Alaska Spring Bear Hunt - Report #4

Bill Hefner

New member
Dec 17, 2000
St. Petersburg, FL USA
2001 Spring Bear Hunt #4
Friday, May 4, 2001

About two hours ago, Tony Lee, my outfitter friend in Alaska called me with details of his latest group of spring bear hunters. After a false spring last week with temperatures in the low 50s, the weather turned against them two days ago with a winter storm dumping 6” of snow overnight and low temperatures down to +8°F. Even in the “heat” of the afternoon while Tony was flying his Super Cub, the outside thermometer in the plane never registered above +15°F. Br-r-r-r-r!!!

They used their snow machines to pack down the new snow on the runway they made on the frozen lake. With the low temperatures it looks as if they may be able to get another week or so out of the snow-packed runway before it starts to break up from spring thaws.

Despite the cold weather, the snow was a welcomed addition to the hunt because it was hard to spot bears against a brown terrain from the air and then track them over dry ground. So far, in this 3rd group of three hunters there are 2 bears down and 2 days remaining for the third hunter.

Both bears were taken were over fresh moose kills. The larger of the two was a nice 9 ft. 2 in. with a 27-3/4” skull and was taken at 70 yards with a .375 H&H Magnum. Considering the current #5 SCI grizzly one of Tony’s hunters took last spring with a skull of 27-1/4” this year’s bear should be the new #5 SCI grizzly. The second bear that was taken was about 9 ft. and was taken at about 100 yards with a .300 Winchester Magnum. Both bears were taken between 50-75 miles from camp.

Incidentally, so far this season Tony’s hunters have not taken any bear taken under 8 ft. 8 in. And with the 9’ 8” monster that measured 28-1/8” it looks like Tony’s hunters have the new #2 and #5 SCI grizzlies.

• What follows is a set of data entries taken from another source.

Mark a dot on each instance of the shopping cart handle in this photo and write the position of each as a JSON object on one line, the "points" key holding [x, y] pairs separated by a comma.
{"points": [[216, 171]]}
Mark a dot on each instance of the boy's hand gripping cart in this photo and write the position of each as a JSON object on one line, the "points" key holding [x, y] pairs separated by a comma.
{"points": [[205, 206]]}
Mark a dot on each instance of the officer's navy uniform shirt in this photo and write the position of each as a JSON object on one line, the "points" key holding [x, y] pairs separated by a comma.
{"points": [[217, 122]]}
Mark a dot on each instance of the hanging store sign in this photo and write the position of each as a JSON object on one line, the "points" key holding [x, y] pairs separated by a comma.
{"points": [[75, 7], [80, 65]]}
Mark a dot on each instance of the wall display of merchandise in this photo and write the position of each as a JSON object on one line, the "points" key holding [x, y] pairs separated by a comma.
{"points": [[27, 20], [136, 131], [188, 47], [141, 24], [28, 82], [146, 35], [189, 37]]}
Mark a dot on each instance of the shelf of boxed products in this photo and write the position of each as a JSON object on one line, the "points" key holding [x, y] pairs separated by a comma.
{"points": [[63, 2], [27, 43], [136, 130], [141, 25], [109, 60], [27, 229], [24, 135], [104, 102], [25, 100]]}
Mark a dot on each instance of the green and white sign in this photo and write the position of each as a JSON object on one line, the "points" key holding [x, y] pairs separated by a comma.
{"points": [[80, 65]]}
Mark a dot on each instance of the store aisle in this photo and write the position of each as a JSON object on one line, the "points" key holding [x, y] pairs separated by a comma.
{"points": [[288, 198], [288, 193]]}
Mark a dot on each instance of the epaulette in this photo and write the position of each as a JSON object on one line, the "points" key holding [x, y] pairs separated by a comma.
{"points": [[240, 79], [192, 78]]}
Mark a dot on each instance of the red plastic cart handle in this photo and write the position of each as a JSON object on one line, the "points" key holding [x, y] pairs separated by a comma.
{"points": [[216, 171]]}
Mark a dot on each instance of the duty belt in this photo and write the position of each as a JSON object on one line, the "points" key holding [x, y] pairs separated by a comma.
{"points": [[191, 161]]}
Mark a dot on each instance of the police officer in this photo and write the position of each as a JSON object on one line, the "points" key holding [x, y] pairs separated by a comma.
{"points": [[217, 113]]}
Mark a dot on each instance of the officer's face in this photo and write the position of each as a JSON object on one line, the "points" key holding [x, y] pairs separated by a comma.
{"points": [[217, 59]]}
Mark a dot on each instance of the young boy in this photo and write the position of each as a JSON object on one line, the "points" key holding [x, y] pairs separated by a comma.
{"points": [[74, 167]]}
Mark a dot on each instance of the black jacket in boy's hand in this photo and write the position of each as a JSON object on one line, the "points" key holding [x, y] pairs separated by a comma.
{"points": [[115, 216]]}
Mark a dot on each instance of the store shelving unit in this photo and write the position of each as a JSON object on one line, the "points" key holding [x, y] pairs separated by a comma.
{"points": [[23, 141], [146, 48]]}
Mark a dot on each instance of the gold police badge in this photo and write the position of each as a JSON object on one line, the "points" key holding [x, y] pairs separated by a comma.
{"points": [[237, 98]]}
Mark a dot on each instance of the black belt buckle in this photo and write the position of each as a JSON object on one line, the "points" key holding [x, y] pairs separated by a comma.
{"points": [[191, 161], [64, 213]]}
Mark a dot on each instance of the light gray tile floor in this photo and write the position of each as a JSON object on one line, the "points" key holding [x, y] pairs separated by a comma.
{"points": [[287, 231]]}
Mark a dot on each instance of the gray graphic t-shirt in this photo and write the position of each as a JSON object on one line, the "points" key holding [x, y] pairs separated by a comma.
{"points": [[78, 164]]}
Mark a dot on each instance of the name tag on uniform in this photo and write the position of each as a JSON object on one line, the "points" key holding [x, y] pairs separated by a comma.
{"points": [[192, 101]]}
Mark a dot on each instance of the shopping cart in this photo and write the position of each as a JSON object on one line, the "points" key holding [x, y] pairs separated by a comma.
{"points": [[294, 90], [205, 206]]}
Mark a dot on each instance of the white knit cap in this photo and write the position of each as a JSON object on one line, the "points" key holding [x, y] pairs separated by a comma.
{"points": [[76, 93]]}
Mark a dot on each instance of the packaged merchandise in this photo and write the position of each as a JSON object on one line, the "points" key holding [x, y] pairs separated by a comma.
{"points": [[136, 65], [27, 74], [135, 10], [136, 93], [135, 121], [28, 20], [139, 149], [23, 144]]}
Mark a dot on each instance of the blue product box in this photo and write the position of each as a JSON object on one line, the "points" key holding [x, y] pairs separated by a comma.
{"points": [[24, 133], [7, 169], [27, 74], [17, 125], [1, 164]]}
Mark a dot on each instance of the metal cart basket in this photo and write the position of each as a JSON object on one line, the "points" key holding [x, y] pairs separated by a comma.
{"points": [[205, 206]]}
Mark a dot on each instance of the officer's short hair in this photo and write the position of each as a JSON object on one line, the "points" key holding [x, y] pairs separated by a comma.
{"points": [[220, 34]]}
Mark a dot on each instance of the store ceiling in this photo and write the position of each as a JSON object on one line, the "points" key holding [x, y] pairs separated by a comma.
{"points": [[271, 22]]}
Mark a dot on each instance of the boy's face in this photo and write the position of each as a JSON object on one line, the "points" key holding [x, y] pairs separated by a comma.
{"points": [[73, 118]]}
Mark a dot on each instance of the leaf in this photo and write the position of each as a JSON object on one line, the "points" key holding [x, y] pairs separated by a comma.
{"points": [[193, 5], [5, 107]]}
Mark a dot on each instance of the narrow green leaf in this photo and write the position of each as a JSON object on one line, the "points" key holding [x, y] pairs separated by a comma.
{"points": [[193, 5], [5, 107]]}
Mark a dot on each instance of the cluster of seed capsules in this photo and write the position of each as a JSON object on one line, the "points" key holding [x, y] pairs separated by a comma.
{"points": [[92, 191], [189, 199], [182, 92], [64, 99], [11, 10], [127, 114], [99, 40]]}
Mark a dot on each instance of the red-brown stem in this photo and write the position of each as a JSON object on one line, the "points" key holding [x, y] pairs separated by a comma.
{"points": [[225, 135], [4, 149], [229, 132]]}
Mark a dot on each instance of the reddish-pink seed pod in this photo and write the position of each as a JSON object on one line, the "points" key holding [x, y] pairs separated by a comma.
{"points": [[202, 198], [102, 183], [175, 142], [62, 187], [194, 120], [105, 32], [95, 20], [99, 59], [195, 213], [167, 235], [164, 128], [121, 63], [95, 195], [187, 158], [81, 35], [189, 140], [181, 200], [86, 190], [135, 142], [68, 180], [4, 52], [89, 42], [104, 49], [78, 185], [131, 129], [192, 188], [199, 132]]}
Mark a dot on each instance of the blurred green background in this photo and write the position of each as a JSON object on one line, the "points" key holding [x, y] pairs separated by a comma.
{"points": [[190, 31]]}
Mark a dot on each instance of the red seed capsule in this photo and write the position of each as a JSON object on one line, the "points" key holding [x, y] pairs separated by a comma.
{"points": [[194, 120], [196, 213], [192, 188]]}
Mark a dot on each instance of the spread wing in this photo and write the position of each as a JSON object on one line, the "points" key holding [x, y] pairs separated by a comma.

Tony has been averaging about 21 hours of flying time per bear kill, which is below average. He said an air taxi flew in 4 hunters over a week ago and dropped them off in the same general area for 10 days but no one shot anything. Flying and scouting is essential for spring bear hunting. When you consider it cost about $100 plus per hour to operate a Super Cub, you can quickly see why it cost as much as it does for a spring grizzly hunt.

That’s it for now. I should hear from Tony again toward next weekend and will have another spring bear report for y’all.

Keep in mind there are still several unguided moose hunts this fall in Unit 19, which will probably the last time non-residents can hunt moose without a guide. He is down to under a dozen unguided caribou hunts in Unit 17 in August and only 2 in early September. There’s also 1 guided 10-day moose hunt left for early September. If you’re interested in any of these, let Tony or me know, OK? Later………..

Saturday, May 5, 2001

It was brought to my attention yesterday that in my Spring Bear Hunt – Report #4 the description could have left the impression that the bears were killed the same day the hunter was airborne. This is not, nor has it ever been the case. What happens is the outfitter scouts for bear from the air, sometimes up to 100 miles from their main camp, and when he spots the right one, hopefully a big boar on a moose kill, he returns to camp for his hunter. Together they fly to an area a good mile or so away from the bear and camp overnight then stalk the bear the following morning. If the wolves don’t chase the bear away from the moose kill overnight, chances are good the bear will still be feeding or close by. In my attempt to distribute this information in a timely fashion, while it was still news, I apologize for the appearance of any impropriety. I want to thank Ralph Nestor publicly for pointing this out to me.